Statistical analysis
Descriptive statistics, including frequency count, mean and standard deviation for quantitative variables, frequency count and percentage for qualitative variables, were computed. The Kolmogorov–Smirnov test was applied to check all quantitative variables, age and viability index for normal distribution. In cases of normal distribution, the t test and one-way analysis of variance (ANOVA) were used to compare groups, with the Bonferroni post hoc test for pairwise comparisons. For non normal data we used the non parametric tests of Mann–Whitney and Kruskal–Wallis with the Dunn post hoc test for pairwise comparisons. The Pearson correlation coefficient, r, was computed to evaluate correlations between all quantitative variables. A statistical significance of 95 % (p < 0.05) was always considered. SPSS software, release 10, was used for all statistical computations. For statistical analysis of causes of death, we excluded group A (i.e. heartbeating donors), as approximately 90 % of donors in this group died of cerebral haemorrhage (no statistically significant data). Thus, cardiac, respiratory, traumatic and cerebral ischemia were examined as causes of death in non heartbeating donors (group B + C).
Results
Donor selection and data collection
Our database of 127 donors was composed of 82 males and 45 females, aged between 18 and 75 years, with a median age of 59 years. Phototypes were as follows: phototype III—121 donors, phototype IV—3 donors, phototype II—3 donors. Twenty-seven donors had been smokers and 94 non smokers; 21 donors had been dyslipidaemic and 13 had suffered from diabetes mellitus. Group A was composed of 58 donors (30 males, 28 females), group B of 57 donors (45 males, 12 females) and group C of 12 donors (7 males, 5 females). Cardiac disease was the most common cause of death (34 %; Fig. 1).
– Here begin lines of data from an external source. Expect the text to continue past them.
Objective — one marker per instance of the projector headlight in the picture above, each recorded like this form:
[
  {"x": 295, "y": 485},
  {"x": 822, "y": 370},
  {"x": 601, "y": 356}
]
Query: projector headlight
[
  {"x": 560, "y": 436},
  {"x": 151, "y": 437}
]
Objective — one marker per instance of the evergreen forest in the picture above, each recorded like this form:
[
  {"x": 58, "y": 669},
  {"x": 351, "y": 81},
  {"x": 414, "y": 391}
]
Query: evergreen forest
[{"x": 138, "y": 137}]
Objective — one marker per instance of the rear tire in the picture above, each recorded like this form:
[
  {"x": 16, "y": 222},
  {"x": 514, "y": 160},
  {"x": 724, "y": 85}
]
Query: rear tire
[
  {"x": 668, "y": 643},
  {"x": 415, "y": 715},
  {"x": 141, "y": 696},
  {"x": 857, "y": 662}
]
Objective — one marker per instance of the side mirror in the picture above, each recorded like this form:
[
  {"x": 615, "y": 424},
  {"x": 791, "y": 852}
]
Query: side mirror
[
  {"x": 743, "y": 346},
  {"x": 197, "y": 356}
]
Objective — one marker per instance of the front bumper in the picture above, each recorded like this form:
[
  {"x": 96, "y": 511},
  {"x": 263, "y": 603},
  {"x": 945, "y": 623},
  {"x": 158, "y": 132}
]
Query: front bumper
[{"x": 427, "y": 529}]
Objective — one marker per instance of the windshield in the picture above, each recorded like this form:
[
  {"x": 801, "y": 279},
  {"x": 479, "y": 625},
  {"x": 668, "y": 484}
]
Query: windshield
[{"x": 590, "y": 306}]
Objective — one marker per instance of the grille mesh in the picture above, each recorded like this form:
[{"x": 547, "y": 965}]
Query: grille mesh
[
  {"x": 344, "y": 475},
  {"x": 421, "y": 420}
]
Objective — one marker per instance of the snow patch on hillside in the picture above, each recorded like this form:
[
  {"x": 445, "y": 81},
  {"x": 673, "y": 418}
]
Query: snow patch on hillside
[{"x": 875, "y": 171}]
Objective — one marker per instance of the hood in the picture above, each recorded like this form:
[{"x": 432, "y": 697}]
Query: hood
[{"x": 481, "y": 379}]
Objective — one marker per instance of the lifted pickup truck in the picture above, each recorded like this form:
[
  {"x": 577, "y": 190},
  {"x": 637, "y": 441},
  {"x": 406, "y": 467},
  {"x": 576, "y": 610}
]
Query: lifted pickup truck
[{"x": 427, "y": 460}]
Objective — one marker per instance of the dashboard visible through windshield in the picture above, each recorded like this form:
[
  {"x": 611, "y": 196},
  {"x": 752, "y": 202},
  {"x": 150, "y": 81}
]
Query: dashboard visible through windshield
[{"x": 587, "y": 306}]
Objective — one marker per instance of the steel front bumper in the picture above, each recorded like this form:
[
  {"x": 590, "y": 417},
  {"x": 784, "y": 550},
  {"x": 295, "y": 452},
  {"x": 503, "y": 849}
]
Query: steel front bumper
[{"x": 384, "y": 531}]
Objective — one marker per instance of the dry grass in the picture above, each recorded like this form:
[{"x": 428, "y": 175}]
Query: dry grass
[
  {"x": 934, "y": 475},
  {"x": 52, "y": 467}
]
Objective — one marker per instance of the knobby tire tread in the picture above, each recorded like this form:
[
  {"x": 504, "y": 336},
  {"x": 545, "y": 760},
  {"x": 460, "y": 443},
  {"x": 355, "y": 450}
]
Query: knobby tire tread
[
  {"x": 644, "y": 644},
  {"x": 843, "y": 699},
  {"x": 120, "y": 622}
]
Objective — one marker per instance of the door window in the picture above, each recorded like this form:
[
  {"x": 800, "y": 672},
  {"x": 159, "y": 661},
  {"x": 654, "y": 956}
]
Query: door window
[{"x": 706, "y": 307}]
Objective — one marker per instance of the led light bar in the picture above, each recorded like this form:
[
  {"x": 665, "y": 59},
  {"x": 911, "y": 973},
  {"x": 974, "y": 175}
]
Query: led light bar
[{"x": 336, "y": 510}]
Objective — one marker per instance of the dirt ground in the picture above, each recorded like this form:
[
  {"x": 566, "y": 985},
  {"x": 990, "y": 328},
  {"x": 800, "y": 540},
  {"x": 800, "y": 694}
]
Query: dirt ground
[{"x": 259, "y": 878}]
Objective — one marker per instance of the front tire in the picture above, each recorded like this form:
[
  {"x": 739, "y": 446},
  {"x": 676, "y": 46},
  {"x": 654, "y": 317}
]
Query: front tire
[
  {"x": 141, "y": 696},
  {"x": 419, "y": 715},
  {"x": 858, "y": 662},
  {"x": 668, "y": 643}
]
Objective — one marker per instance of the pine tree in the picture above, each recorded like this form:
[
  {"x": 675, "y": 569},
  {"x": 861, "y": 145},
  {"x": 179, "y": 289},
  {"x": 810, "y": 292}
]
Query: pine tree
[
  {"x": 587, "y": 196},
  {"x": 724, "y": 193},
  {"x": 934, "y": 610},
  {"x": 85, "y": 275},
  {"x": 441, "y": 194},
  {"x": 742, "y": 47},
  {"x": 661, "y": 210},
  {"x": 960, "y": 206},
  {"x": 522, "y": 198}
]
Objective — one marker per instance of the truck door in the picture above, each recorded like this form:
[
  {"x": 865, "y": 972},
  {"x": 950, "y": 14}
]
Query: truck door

Causes of death of 127 skin donors
Harvesting-banking intervals
The duration (in hours) of the different phases of skin procurement (donor death, harvesting, banking) is reported in Table 2 for the whole population (127 donors) and single subgroups.
Cryopreservation
To assess loss of viability due to storage in mechanical freezers, we calculated OD 570nm POST after 6 and 12 months in 26 samples. After 15 days of storage, OD varied from 0.252 to 1.089 (median 0.596); after 6 months 0.013–0.831 nm (median 0.46) and after 1 year 0.004–0.64 (median 0.4091) (Fig. 2). This was a loss of 23 % between 15 days and 6 months, and 10 % between 6 and 12 months. The overall percentage loss of viability in this limited group was 33 % after 1 year of storage at −80 °C.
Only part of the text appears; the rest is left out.